At the core of these numerous reports lays the same fundamental and bipartisan conclusion: the National Security Act failed to anchor fully the notion of centralization as the essential nerve center of an effective U.S. intelligence system. In turn, these official reviews have all strongly and unanimously recommended major organizational and administrative adjustments to enhance both the CIA's authority and that of its DCI (or a larger "Director of National Intelligence") as the first and most important step to improve the intelligence community's operation. Or, as few today (an exception is former national security advisor Brent Scowcroft) would dare put it: it needs more CIA.

The question, then, is not what has been done since 9/11 to prevent mass casualty terrorism from happening again, but why has so little  been done in the past 54 years to fix a dysfunctional system whose ills have been identified many times over?
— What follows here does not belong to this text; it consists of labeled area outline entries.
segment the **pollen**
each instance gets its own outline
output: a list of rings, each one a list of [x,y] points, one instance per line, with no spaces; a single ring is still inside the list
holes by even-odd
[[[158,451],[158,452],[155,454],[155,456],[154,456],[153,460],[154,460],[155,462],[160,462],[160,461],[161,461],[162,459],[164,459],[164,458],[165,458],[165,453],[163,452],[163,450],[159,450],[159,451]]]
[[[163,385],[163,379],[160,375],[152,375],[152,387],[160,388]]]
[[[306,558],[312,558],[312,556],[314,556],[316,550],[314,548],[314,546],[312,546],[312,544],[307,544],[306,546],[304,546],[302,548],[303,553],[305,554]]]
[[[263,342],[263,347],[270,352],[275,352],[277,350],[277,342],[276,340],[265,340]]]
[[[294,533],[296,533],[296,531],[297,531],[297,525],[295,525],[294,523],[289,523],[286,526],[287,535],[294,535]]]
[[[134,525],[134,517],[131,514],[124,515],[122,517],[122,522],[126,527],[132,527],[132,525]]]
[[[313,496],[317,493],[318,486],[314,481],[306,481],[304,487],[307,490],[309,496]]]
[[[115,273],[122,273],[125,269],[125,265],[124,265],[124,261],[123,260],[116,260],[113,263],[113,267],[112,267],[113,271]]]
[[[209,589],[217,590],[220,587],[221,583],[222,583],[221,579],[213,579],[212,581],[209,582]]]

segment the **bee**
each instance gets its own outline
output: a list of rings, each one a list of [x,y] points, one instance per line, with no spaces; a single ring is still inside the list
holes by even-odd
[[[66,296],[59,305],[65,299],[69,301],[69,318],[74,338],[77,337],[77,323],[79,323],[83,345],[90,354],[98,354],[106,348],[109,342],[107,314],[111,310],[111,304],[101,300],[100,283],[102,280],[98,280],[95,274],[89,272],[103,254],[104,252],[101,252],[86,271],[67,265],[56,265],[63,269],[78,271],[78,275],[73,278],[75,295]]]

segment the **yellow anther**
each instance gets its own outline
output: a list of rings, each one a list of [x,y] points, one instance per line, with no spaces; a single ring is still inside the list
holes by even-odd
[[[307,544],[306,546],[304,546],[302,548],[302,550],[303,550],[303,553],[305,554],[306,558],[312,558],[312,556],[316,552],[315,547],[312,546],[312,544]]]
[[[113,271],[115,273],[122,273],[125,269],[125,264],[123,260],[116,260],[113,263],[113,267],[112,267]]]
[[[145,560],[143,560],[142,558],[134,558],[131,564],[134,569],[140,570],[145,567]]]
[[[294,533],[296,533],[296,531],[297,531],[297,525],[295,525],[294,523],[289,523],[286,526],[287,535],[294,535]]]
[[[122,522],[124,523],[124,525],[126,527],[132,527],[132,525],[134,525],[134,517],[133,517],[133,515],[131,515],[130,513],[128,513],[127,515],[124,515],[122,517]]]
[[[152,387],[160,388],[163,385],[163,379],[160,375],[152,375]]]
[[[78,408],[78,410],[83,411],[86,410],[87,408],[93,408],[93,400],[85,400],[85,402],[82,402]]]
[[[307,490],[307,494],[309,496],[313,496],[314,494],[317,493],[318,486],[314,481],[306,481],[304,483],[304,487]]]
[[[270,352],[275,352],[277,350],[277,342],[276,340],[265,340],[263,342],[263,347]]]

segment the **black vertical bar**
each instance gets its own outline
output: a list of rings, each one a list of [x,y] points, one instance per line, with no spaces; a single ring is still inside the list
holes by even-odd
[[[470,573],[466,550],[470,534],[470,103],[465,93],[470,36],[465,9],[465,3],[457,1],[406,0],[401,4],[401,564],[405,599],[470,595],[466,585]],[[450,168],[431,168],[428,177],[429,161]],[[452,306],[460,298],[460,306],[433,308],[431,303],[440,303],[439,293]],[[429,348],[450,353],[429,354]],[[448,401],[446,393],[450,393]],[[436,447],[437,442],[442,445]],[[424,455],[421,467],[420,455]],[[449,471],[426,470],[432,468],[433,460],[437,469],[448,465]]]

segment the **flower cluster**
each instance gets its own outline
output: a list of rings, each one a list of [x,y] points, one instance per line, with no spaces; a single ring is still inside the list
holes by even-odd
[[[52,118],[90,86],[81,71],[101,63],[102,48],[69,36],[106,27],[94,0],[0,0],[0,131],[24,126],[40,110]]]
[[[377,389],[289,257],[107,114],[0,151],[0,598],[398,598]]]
Primary at fault is a lack of political will. Despite dozens of "intelligence failures", every President since Harry S Truman has consciously chosen to back down from efforts to centralize the intelligence community, to the detriment of the nation's security. Instead of being empowered with its original functions of "lead integrator", the CIA has been kept as an anomaly and left to compete with-and duplicate the work of-the FBI, the State Department and the various intelligence arms of the Department of Defense. These agencies in turn each collect their pieces of the intelligence puzzle and jealously hold them for use in the Great Intelligence Rat Race.

To put it more plainly, the terrorist attacks of September 11, 2001 were less the results of a specific "intelligence failure" than the consequence of a repeated political choice made at the highest levels of the Executive branch to back down from the concept of centralization and refrain from supporting the CIA's authority on the various components of the intelligence community.

Is the system unreformable? Probably not. Despite all their flaws, the Joint Intelligence Committee in the UK and the Secrétariat Général à la Défense Nationale in France show that a measure of centralization can be imposed in the intelligence communities of democratic nations. What is needed on this side of the Atlantic is less the cosmetic overhaul or outright duplication of existing positions and responsibilities suggested in the Congressional report than the political will from the very top-the President, as "Supreme DCI"-to force a different outcome on the political and bureaucratic systems.

 There is, for example, no need for a "Director for National Intelligence", or a "Terrorist Threat Integration Center." Both duplicate respectively the position of Director of Central Intelligence and the CIA's Counter-Terrorism Center. What is required instead is a substantial political push to give them the concrete authority they need to fulfill their missions.

The real and somewhat frightening conclusion of the 9/11 Joint Commission Report and its 20 predecessors is that the United States is simply not ready to take the steps necessary to fix its intelligence system. To do so would require the kind of sacrifice seemingly incompatible with the Founding Fathers' philosophy and Washington's hopeless bureaucratic culture. As a recent advertisement for a major airline carrier put it: "if you don't make the 9:30 flight, the 10:30, the 11:30, the 12:30, the 1:30, or the 2:30 let’s face it: you don't want to go to New York City."

Dr. Alexis Debat, former advisor to the French minister of Defense on Transatlantic Affairs, is a visiting professor at Middlebury College, Director of the Scientific Committee for the Institut Montaigne (Paris) and a Senior Consultant to ABC News in New York. Dr. Debat is at work on the largest manuscript ever written on the history of the Central Intelligence Agency, to be published next year in Europe and the United States.